Anche il nostro San Ponziano è come un “calco” di Gesù: come Gesù, condannato quale sovversivo della religione; come Gesù, trascinato a morire fuori città; come Gesù sulla croce, capace di consegnare il suo spirito e di offrire il perdono ai persecutori. La sua vita e la sua morte ci parlano di coerenza, fedeltà, dedizione, generosità; ci ripropongono una “passione” capace di motivare gesti eroici e pienamente liberi, quelli che spesso sembrano mancare nella nostra società, tendente sempre più alla superficialità e all’indifferenza.

Una indifferenza che appare oggi come prodotto dell’“ateismo del cuore”. L’ateismo del cuore inizia come vergogna della compassione, che ci fa sembrare deboli e irrazionali; si concentra nella cura di sè, accettando l’avvilimento dei propri simili come una fatalità dell’evoluzione che seleziona i vincenti; si armonizza con l’industria del godimento, premiando l’insensibilità per la privazione dell’altro come ragionevole calcolo delle risorse.
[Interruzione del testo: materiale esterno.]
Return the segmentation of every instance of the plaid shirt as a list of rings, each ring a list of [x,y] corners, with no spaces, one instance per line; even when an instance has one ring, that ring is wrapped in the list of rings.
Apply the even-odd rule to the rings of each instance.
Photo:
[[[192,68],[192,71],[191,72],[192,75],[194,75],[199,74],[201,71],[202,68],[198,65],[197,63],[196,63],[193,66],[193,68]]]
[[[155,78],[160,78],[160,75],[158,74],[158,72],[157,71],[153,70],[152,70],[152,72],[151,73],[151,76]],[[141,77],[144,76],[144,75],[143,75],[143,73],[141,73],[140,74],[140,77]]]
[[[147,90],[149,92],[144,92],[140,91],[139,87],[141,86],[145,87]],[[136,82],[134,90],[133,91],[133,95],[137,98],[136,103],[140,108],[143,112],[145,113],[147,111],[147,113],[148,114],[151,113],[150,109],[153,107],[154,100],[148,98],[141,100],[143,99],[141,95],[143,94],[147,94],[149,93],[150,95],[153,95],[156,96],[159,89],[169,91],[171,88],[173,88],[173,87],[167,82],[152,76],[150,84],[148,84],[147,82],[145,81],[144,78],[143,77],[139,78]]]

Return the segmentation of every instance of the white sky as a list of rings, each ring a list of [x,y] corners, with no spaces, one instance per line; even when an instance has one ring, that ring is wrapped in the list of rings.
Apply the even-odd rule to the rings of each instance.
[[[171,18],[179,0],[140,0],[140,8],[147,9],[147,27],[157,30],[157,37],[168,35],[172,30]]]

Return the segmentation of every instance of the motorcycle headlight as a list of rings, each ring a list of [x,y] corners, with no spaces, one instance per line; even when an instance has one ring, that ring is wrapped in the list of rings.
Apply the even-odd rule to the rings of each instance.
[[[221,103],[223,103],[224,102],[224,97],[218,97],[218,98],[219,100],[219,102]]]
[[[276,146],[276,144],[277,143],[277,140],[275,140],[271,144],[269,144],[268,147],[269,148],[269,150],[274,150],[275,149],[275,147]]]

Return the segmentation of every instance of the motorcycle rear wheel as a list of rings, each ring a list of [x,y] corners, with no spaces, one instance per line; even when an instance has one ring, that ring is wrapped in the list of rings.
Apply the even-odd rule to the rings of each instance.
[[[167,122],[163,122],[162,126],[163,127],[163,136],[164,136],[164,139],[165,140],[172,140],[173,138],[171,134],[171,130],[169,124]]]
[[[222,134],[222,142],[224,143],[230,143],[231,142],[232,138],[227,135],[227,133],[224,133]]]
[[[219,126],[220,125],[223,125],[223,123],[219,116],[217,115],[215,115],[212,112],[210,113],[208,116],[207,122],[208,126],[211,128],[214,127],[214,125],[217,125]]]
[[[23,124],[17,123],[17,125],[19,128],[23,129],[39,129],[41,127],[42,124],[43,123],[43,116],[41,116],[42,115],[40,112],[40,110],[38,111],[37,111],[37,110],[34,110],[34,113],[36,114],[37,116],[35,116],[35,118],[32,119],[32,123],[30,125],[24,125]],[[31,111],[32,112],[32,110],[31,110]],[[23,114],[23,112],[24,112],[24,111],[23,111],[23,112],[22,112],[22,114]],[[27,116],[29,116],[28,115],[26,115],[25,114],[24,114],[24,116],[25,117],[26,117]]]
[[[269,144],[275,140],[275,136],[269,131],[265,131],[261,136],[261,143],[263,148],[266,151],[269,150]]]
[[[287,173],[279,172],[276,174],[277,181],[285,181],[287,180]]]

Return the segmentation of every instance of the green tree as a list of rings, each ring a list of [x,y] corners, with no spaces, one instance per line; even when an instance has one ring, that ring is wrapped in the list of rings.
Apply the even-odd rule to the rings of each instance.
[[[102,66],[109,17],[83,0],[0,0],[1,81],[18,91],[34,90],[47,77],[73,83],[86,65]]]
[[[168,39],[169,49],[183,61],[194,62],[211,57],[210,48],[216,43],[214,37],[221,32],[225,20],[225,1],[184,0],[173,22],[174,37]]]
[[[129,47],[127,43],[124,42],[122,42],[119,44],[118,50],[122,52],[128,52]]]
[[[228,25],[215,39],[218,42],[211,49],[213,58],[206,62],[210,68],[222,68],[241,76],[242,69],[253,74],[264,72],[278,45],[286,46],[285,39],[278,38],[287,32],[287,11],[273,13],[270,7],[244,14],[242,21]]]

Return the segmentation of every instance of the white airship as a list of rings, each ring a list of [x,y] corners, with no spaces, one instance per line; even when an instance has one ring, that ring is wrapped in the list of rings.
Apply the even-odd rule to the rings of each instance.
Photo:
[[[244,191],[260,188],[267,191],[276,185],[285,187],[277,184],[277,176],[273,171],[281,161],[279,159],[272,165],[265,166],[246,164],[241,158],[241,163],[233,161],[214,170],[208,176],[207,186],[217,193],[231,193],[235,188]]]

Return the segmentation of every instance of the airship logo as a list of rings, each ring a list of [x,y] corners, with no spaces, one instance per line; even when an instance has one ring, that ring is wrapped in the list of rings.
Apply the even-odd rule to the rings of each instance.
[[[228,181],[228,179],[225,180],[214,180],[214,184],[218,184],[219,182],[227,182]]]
L’ateismo del cuore non riconosce alcun Dio della giustizia al quale rispondere, né alcun Dio dell’amore al quale corrispondere; ingrassa il nichilismo e divide gli umani; produce effetti di degrado civile che possono assumere forme impressionanti di ignoranza e aggressività (una rapida scorsa ai commenti e ai blog che circolano in rete offre un diluvio di evidenze). Di fronte a questo clima preoccupante, gli uomini e le donne di buona volontà sono chiamati a dare vita ad una autentica “resistenza”, a trovare un punto di alleanza per credenti e non credenti, prima che esso procuri assuefazione per i figli della generazione a venire.
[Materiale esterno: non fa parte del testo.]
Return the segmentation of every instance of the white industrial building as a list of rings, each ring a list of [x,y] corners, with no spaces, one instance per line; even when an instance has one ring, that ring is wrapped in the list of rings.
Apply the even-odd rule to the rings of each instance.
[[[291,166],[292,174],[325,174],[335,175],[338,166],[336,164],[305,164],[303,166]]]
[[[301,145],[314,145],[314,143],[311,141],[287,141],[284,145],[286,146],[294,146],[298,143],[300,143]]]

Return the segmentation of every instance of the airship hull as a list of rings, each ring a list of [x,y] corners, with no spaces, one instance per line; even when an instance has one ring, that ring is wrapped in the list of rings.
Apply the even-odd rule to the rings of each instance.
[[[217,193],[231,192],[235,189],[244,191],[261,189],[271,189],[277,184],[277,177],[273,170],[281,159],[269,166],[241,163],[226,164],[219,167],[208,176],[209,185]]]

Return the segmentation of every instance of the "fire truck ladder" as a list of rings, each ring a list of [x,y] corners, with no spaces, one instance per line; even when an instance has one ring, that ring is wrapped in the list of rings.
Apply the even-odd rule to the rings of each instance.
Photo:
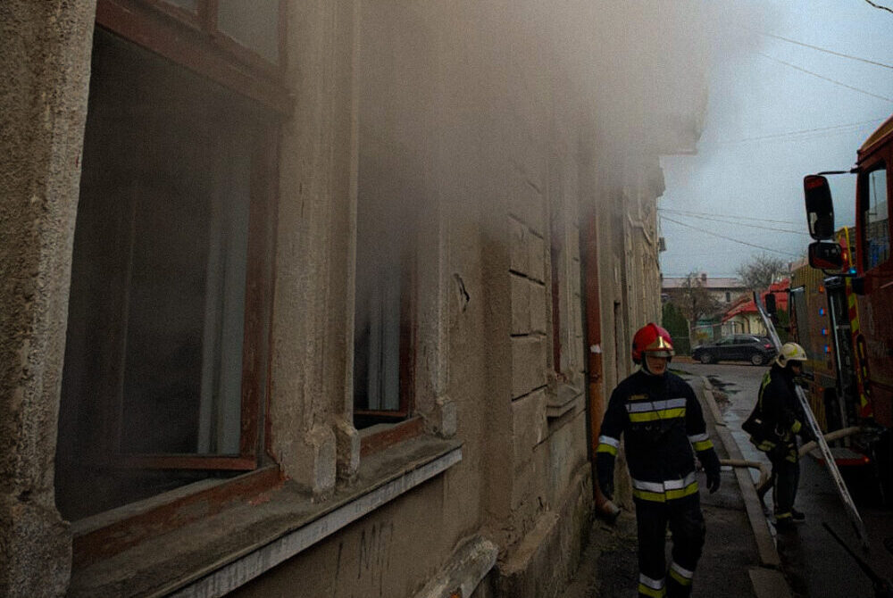
[[[763,323],[765,325],[766,330],[769,331],[769,337],[772,338],[772,344],[775,345],[775,350],[780,353],[781,341],[779,339],[778,332],[775,331],[775,326],[772,324],[769,314],[766,313],[766,310],[760,301],[760,296],[756,293],[754,293],[754,303],[756,304],[756,309],[760,312],[760,317],[763,319]],[[862,521],[862,517],[859,515],[859,511],[855,508],[853,497],[849,495],[849,489],[847,488],[847,484],[844,483],[840,470],[834,461],[834,455],[831,454],[831,450],[829,448],[828,443],[822,434],[822,429],[819,428],[818,422],[815,421],[815,415],[809,406],[809,401],[806,400],[806,395],[804,394],[803,388],[797,385],[795,385],[794,387],[797,390],[797,398],[800,401],[800,405],[803,407],[803,412],[806,418],[806,425],[809,426],[813,436],[817,439],[819,451],[825,460],[825,464],[828,467],[828,472],[830,474],[831,479],[834,480],[834,486],[837,488],[838,494],[840,496],[840,500],[843,502],[847,515],[853,523],[853,527],[855,528],[856,535],[862,541],[863,550],[868,552],[868,534],[865,532],[865,524]]]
Mentre abbiamo ottenuto risultati straordinari nel “foro esterno” della civiltà – tecnica, economia, scienza -, nel “foro interno” siamo regrediti di secoli. Abbiamo smarrito la dimensione spirituale dell’esistenza. Ma senza spiritualità la depressione diventa pandemia globale, le persone non riescono a cooperare, le imprese a produrre, la democrazia a funzionare. È sempre più urgente ricostituire un nuovo capitale spirituale come “casa” di tutti i capitali di una società: senza di esso tutti gli altri vagano nomadi, esposti ad ogni pericolo. Sono necessarie risorse spirituali per tenere insieme un tessuto sociale lacerato e nutrire una visione di futuro. Riascoltiamo don Lorenzo Milani: «Ho imparato che il problema degli altri è uguale al mio. Sortirne tutti insieme è politica. Sortirne da soli è avarizia».
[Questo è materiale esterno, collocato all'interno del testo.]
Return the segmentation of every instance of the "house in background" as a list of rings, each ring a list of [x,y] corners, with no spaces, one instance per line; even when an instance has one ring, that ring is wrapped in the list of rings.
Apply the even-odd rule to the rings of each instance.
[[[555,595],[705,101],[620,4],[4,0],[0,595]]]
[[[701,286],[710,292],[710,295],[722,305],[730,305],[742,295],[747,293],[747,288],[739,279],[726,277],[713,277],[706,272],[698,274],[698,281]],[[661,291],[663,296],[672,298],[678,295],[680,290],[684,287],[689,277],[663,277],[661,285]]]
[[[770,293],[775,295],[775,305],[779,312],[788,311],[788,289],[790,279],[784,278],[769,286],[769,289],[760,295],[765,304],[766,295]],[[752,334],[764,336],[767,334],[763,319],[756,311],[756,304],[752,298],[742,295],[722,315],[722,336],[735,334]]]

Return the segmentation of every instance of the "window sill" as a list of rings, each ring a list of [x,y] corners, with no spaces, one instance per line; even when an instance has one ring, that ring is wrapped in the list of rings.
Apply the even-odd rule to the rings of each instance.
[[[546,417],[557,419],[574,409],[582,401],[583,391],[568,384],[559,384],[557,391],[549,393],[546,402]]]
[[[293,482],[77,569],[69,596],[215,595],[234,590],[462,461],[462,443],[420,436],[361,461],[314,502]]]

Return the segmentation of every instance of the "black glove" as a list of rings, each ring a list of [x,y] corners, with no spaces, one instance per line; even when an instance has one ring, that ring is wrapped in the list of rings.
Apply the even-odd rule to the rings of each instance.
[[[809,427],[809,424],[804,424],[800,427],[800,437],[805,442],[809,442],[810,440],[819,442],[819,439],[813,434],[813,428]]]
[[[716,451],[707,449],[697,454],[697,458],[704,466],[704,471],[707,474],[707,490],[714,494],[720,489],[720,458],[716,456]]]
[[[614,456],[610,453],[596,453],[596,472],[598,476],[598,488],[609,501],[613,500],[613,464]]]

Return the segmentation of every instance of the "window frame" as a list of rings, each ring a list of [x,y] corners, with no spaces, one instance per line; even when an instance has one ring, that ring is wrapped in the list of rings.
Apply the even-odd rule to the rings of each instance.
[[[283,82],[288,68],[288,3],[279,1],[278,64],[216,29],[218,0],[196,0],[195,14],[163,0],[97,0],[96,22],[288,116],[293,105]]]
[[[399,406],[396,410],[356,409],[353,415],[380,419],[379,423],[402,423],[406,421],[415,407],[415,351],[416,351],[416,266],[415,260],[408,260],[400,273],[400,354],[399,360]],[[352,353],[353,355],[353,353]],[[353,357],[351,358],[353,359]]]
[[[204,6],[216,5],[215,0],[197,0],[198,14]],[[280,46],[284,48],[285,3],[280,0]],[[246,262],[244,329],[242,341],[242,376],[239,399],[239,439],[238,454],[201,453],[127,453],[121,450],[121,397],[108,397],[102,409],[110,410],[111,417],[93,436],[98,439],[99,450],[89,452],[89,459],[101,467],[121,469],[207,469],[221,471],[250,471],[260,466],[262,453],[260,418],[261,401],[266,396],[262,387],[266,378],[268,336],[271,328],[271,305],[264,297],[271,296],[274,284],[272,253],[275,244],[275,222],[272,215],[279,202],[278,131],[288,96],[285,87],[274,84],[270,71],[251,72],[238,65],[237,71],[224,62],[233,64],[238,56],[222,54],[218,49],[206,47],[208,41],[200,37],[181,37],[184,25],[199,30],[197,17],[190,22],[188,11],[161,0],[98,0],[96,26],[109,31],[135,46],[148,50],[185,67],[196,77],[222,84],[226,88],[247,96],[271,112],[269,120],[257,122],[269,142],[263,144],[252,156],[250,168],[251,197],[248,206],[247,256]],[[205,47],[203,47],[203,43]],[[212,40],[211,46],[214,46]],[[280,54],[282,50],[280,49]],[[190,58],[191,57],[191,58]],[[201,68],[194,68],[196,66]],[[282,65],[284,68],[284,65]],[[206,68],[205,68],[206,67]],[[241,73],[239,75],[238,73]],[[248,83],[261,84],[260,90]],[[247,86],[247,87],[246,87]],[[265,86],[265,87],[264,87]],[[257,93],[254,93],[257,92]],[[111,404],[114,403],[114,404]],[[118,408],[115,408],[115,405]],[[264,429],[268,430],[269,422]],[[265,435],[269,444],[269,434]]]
Il “bene comune” richiede un impegno trasversale e condiviso, al di sopra di interessi di parte, in favore della famiglia, dell’educazione, del lavoro e della sanità, prestando ascolto alle legittime aspirazioni degli abitanti, affinché in ogni territorio siano garantiti i servizi essenziali alla persona. Dobbiamo custodire e alimentare una aspirazione al bello e al bene che – forse – aveva contraddistinto altre epoche storiche. Il desiderio – che deve essere tenuto distinto sia dal bisogno che dalla velleità – è ciò che ha caratterizzato lo sviluppo della specie umana e porta fuori, all’aperto, conduce ad intrecciare relazioni, a costruire mondi. La parola del Vangelo di Matteo: «là dove è íl tuo tesoro, sarà anche il tuo cuore” (6, 21), significa anche questo: occorre esercitarsi a discernere i tesori che vogliamo conservare e quelli che vogliamo lasciar cadere, perché destino dell’uomo è che il suo cuore desideri, esplori, edifichi. C’è bisogno di attenzione, di approfondimento continuo, di un cercare e saper riconoscere il bene, di farlo durare e dargli spazio. È questo modo di procedere che può permettere di avvedersi di molte buone pratiche, di fecondi scambi, dell’importanza della diversità biologica, culturale, umana, della presenza di menti e cuori disponibili ad un impegno serio, lucido, generoso.

All’intercessione immancabile del nostro antico Patrono che non ci ha mai abbandonati, dopo il tempo difficile della pandemia che sembra aver addomesticato o forse anche spento la capacità di sognare e di impegnarsi, affidiamo il desiderio di ritrovare il gusto di guardare in avanti e la voglia di avere un futuro, mentre chiediamo l’energia necessaria a dar vita ad una società più vivace, più pronta a capire il senso ultimo delle cose, in grado di rispettare e di esaltare i veri valori dell’esistenza: “Alla tua supplice città fedel, propizio chinati, Ponzian, dal Ciel! Amen”.